Senator A.K.F. Green (The Minister for Health and Social Services):
I thank the Deputy for his question. I have to say that I am very disappointed that I am not in a position to yet action this but I can assure Members that we are keen to move this forward with plans to recategorise specific named medical cannabis products. I have to say I am somewhat frustrated that this is proving far more difficult than originally envisaged and I apologise for that. Work on identifying specific quality controlled products is taking longer than we thought. I can assure Members that I remain committed to moving this forward as soon as I possibly can.
- Deputy S.Y. Mézec :
I am grateful for the Minister’s answer. Is he able to indicate any sort of new timetable by which he thinks he will be in a position to move forward with this, as he indicated earlier this year?
Senator A.K.F. Green:
I am not in a positon to do that other than to say that I want to do this as quickly as possible. Part of the problem is identifying clinically produced, consistently to the right standard, products; that is one thing. They are there, they exist. I have had some help from what I might call patient experts in identifying that. The second thing is: finding organisations that are prepared to deliver here; not only deliver here but other third party countries allowing the product through where it is illegal in their country to do so. I do not think any of those are insurmountable. They are just taking a little bit longer.

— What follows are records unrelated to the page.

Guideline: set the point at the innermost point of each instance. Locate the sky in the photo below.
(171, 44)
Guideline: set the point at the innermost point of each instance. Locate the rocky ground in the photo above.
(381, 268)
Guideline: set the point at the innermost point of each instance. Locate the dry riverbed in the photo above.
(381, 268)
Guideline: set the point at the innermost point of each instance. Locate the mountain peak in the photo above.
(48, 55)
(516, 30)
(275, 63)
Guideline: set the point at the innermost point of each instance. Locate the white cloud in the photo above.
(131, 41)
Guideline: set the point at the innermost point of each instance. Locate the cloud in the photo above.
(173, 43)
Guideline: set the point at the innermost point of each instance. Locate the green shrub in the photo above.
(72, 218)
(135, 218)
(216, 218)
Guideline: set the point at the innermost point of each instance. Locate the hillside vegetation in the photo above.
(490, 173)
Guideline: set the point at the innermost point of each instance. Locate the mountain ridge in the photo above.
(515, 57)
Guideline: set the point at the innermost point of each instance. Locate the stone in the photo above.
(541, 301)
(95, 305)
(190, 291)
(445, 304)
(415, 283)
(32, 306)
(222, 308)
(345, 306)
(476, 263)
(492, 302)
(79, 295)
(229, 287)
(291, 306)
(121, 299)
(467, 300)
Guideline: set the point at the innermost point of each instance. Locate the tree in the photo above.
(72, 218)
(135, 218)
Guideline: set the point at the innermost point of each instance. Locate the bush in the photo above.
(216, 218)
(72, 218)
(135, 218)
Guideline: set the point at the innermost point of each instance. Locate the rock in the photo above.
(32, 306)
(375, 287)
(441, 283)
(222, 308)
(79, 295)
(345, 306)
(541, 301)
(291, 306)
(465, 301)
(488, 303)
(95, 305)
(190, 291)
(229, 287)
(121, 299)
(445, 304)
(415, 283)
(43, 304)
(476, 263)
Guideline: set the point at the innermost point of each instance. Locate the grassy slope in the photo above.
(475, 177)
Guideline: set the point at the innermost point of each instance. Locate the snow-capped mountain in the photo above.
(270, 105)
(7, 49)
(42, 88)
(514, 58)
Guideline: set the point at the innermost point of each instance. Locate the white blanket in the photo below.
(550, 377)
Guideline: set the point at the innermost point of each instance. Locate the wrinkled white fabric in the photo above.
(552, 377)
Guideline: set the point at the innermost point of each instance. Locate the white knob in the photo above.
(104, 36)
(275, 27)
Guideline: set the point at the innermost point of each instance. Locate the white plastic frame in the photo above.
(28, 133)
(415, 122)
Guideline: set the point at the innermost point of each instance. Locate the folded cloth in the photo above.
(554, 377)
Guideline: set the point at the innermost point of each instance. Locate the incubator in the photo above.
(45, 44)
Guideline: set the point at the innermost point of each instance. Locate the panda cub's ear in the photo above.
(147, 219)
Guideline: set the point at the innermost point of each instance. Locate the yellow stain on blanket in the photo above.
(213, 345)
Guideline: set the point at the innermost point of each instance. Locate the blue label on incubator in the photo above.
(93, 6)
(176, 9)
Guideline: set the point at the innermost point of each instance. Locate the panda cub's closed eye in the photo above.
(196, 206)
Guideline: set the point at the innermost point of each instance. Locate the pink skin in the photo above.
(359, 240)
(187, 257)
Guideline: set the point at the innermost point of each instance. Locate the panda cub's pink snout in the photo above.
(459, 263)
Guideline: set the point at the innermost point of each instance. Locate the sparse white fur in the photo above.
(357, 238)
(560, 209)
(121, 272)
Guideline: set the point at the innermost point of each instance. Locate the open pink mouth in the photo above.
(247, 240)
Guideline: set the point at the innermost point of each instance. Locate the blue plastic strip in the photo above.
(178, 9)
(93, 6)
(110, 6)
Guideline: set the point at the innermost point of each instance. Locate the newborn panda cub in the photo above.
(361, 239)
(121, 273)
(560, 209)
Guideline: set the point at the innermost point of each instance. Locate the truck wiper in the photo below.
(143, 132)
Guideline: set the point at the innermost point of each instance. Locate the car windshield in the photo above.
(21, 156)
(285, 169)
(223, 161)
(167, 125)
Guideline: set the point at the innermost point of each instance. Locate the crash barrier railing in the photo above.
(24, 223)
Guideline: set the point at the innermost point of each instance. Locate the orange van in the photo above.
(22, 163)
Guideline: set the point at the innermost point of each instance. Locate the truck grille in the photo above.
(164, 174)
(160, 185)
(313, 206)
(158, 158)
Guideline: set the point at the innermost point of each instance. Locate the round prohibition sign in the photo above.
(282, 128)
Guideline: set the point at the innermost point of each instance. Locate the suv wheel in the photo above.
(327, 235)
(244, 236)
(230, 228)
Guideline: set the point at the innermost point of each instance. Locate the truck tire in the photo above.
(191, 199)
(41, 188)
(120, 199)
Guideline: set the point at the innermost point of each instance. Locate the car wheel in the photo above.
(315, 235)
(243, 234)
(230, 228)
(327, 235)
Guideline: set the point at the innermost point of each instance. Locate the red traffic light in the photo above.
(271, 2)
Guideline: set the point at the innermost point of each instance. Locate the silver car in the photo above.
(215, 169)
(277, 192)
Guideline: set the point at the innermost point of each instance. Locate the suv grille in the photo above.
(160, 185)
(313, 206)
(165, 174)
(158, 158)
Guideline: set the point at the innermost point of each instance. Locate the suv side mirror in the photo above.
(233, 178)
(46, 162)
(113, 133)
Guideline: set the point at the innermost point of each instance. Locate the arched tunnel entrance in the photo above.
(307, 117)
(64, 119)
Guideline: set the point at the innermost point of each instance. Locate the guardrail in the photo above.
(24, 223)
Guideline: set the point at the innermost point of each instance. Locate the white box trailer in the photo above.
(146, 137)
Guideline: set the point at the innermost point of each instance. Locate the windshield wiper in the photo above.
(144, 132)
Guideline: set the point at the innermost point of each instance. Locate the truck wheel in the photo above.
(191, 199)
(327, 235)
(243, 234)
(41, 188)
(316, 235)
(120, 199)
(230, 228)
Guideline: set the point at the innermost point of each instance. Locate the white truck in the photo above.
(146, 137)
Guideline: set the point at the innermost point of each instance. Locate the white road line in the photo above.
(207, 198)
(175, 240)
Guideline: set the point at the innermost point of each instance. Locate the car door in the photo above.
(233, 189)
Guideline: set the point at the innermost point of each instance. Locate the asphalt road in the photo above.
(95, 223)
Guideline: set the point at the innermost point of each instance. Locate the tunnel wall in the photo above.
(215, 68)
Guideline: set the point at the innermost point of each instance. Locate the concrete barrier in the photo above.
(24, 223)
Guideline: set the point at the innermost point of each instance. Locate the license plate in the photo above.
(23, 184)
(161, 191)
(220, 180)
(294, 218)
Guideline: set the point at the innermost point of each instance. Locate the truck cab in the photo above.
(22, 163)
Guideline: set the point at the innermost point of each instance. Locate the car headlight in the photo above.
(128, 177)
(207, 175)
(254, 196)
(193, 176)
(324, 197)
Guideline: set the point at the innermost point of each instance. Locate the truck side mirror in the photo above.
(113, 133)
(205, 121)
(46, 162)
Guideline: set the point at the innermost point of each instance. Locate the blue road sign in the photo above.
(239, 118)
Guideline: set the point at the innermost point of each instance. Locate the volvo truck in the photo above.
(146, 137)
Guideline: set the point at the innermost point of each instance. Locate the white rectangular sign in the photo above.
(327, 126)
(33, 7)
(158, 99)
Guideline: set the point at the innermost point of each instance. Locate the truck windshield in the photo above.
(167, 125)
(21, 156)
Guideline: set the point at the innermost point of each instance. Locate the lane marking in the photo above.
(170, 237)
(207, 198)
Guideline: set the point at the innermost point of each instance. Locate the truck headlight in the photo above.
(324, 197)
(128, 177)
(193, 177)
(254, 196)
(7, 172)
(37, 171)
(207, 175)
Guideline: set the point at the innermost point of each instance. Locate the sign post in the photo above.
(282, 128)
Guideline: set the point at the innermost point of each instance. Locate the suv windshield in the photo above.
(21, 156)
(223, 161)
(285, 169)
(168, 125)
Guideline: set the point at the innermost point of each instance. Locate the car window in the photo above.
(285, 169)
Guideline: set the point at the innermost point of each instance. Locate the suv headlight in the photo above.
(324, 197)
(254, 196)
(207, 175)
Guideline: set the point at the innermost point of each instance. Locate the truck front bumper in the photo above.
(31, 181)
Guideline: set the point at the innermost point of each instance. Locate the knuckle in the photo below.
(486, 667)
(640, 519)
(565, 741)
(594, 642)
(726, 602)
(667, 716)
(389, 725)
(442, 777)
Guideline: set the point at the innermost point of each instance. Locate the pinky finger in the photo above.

- Deputy M. Tadier of St. Brelade :
Could the Minister clarify who is responsible for ultimately identifying the clinical products that can be signed off by himself?
Senator A.K.F. Green:
The advice will come from M.D.A.C. (Misuse of Drugs Advisory Council) but specifically the individual concerned would be the Chief Pharmacist.
- Deputy M. Tadier :
Does the Minister for Health and Social Services not think it is strange that we are reinventing the wheel? There are clearly countries out there who, long before Jersey, have legalised certain medicinal products for use in their own countries who are much bigger than Jersey is in terms of its population. So why are we trying to reinvent the wheel on this particular issue?
Senator A.K.F. Green:
We are not trying to reinvent the wheel. We have to have an approved supplier and that approved supplier has to be prepared to deliver to Jersey. The countries through which that must travel has to be in agreement to allow it to travel through those countries. We are not trying to reinvent the wheel. We are not designing our own drugs. They are there, as the Deputy says, but we need to make sure that we can access them and have a good supply service that is always of the right consistent quality.
- Deputy S.Y. Mézec :
We are obviously not talking about an individual product here but many products. Is the Minister able to indicate whether there would be any likelihood of perhaps some products being made available earlier than others rather than waiting to do as many as possible in one batch? Does he foresee this as a process that may go on for some time with more and more products being added to it rather than simply waiting?
Senator A.K.F. Green:
Exactly that. I am hoping that there may be products that are easier to source and get online, and then that makes it much easier to follow on with the others. So we are not waiting until we have got the perfectness. We are waiting until we have got a list that we can deliver.